I was fishing in water of about 140’ depth with my lures at +/- 45'. I caught all five at 45'. I was trolling at about 2.4 mph. They were all caught on the same Speedy Shiner lure. The lure color is called “black nickel”. This has been my most productive color for deep trolling. I don’t know if that is because of the color or because it is the lure I use most often. 

I mentioned in a previous report that this lake is way down because of the drought. I took a pic from the road showing the “drought” ramp. An arrow points to the high-and-dry regular ramp. 

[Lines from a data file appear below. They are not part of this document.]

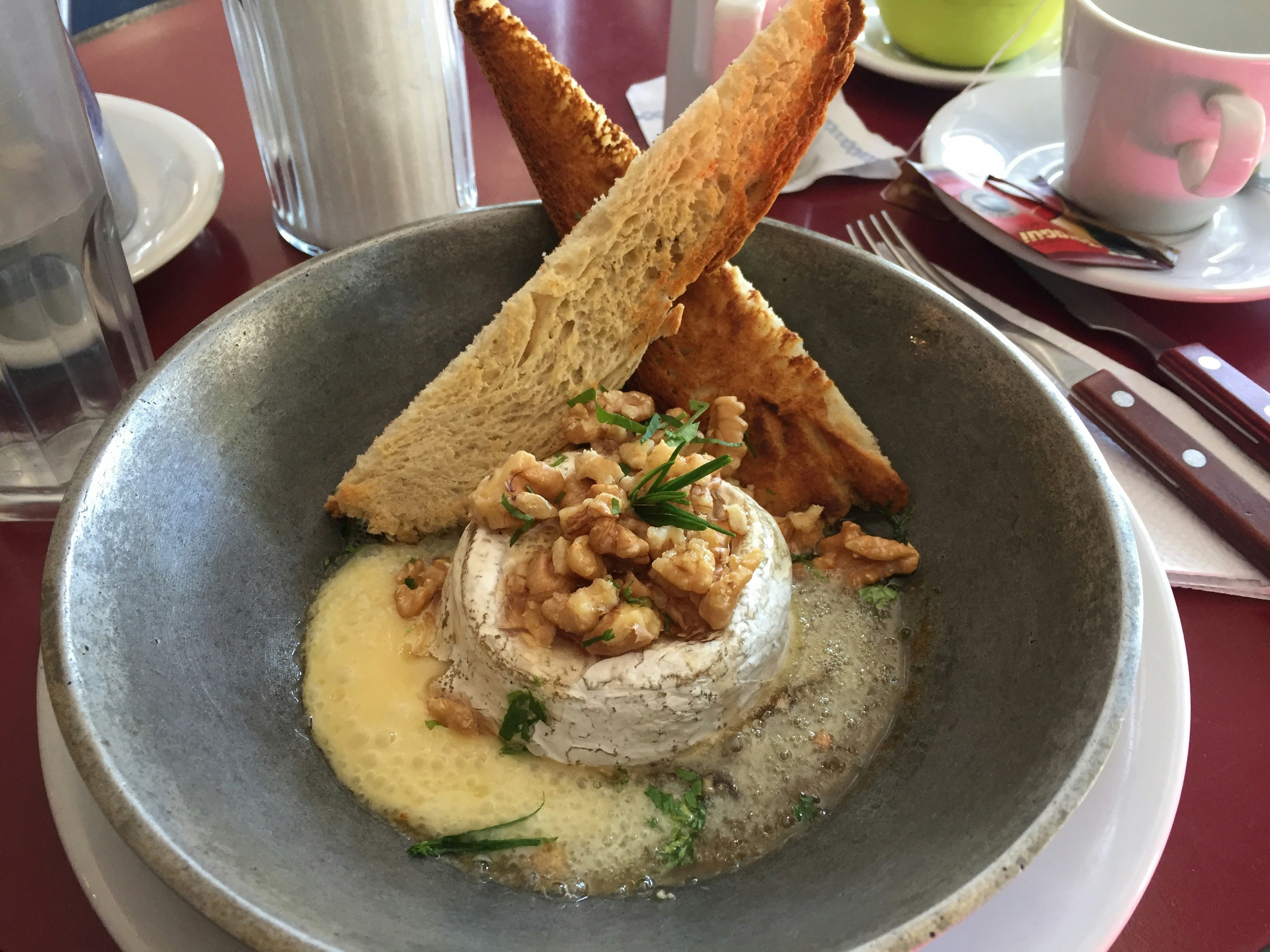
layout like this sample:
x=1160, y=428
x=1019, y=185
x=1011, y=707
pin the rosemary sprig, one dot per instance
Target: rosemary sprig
x=658, y=504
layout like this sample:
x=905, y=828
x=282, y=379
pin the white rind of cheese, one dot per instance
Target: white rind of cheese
x=634, y=709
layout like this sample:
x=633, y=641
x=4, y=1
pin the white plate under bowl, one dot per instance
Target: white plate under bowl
x=177, y=173
x=878, y=51
x=1015, y=130
x=1076, y=895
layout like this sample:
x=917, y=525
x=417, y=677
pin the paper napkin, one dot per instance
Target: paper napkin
x=1194, y=556
x=842, y=146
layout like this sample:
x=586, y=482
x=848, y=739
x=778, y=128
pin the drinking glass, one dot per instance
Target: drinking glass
x=360, y=110
x=72, y=338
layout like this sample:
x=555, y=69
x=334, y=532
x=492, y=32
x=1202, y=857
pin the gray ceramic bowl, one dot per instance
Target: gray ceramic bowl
x=193, y=539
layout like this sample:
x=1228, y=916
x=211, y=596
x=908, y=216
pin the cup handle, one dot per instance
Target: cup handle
x=1216, y=169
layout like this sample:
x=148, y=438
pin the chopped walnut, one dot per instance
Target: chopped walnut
x=578, y=614
x=861, y=560
x=680, y=610
x=610, y=537
x=486, y=503
x=728, y=424
x=543, y=581
x=418, y=583
x=719, y=604
x=419, y=635
x=633, y=628
x=658, y=539
x=629, y=403
x=543, y=479
x=635, y=453
x=459, y=716
x=561, y=556
x=576, y=489
x=581, y=426
x=596, y=467
x=577, y=520
x=690, y=569
x=803, y=531
x=583, y=562
x=538, y=628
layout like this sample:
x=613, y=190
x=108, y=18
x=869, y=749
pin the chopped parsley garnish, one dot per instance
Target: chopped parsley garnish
x=524, y=711
x=879, y=596
x=688, y=817
x=356, y=539
x=626, y=423
x=472, y=842
x=528, y=521
x=607, y=636
x=804, y=810
x=634, y=600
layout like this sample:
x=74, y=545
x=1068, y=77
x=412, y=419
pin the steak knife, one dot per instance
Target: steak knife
x=1227, y=399
x=1207, y=485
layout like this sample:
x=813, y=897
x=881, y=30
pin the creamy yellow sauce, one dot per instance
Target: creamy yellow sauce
x=366, y=696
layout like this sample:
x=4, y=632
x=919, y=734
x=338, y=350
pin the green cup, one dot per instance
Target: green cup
x=967, y=32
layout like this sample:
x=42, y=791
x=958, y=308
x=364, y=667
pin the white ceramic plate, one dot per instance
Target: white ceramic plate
x=1076, y=895
x=878, y=51
x=177, y=173
x=1015, y=130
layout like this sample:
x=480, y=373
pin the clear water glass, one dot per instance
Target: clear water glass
x=360, y=111
x=72, y=338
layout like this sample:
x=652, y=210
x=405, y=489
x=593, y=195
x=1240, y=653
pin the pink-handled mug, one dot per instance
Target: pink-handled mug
x=1164, y=107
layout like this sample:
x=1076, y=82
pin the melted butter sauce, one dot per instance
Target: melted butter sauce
x=844, y=677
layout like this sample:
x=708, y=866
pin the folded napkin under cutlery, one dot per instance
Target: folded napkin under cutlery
x=1194, y=555
x=842, y=146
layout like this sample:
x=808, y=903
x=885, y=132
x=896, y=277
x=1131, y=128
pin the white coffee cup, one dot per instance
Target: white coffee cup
x=1164, y=107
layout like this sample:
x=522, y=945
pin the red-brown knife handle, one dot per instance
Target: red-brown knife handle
x=1208, y=486
x=1227, y=399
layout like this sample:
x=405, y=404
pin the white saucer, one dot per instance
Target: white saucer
x=878, y=51
x=1015, y=130
x=1076, y=895
x=177, y=173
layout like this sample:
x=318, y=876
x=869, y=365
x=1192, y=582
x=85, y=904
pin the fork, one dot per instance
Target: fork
x=1207, y=485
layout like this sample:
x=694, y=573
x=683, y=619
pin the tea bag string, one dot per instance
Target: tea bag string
x=987, y=68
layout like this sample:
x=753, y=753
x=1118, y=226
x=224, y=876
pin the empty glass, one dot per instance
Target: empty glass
x=72, y=338
x=360, y=110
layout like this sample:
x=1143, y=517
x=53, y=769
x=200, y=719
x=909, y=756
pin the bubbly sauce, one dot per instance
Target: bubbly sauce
x=827, y=711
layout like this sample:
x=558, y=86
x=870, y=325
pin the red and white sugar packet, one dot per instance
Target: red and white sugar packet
x=1037, y=216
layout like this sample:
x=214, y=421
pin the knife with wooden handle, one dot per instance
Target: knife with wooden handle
x=1226, y=398
x=1208, y=486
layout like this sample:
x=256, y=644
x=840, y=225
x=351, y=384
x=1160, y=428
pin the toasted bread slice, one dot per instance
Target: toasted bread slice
x=812, y=446
x=610, y=287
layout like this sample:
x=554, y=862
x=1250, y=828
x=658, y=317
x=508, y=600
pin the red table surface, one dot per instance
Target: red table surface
x=1212, y=889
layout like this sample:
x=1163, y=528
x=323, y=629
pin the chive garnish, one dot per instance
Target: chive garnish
x=607, y=636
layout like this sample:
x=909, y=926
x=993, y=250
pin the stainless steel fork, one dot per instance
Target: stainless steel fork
x=1212, y=490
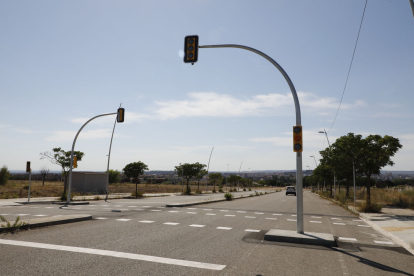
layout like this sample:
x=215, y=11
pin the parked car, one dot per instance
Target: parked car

BTW, the marina where I launched was destroyed in a wildfire a little over a year ago. They had a pretty good sized store with a decent tackle selection, camping stuff, food, and just about anything someone would need to spend time at the lake. It is completely gone. They also lost rental cabins and some of the boat slips. They managed to reopen earlier this year


----------



## Jim (Oct 20, 2021)

Looking at the low level of water, wow! 

What's it like today?


----------



## LDUBS (Oct 21, 2021)

Jim said:


> Looking at the low level of water, wow!
> 
> What's it like today?




I was there again last week. The water level seemed about the same to me. The good news is we have a pretty good rainfall today and it is expected to continue for several days. Fingers crossed that continues. 

This is a very large reservoir. Once the dry ground gets rehydrated, they say one inch of rain will raise the lake's level by one foot. I have a hard time grasping this considering the lake's surface is about 32 square miles.


----------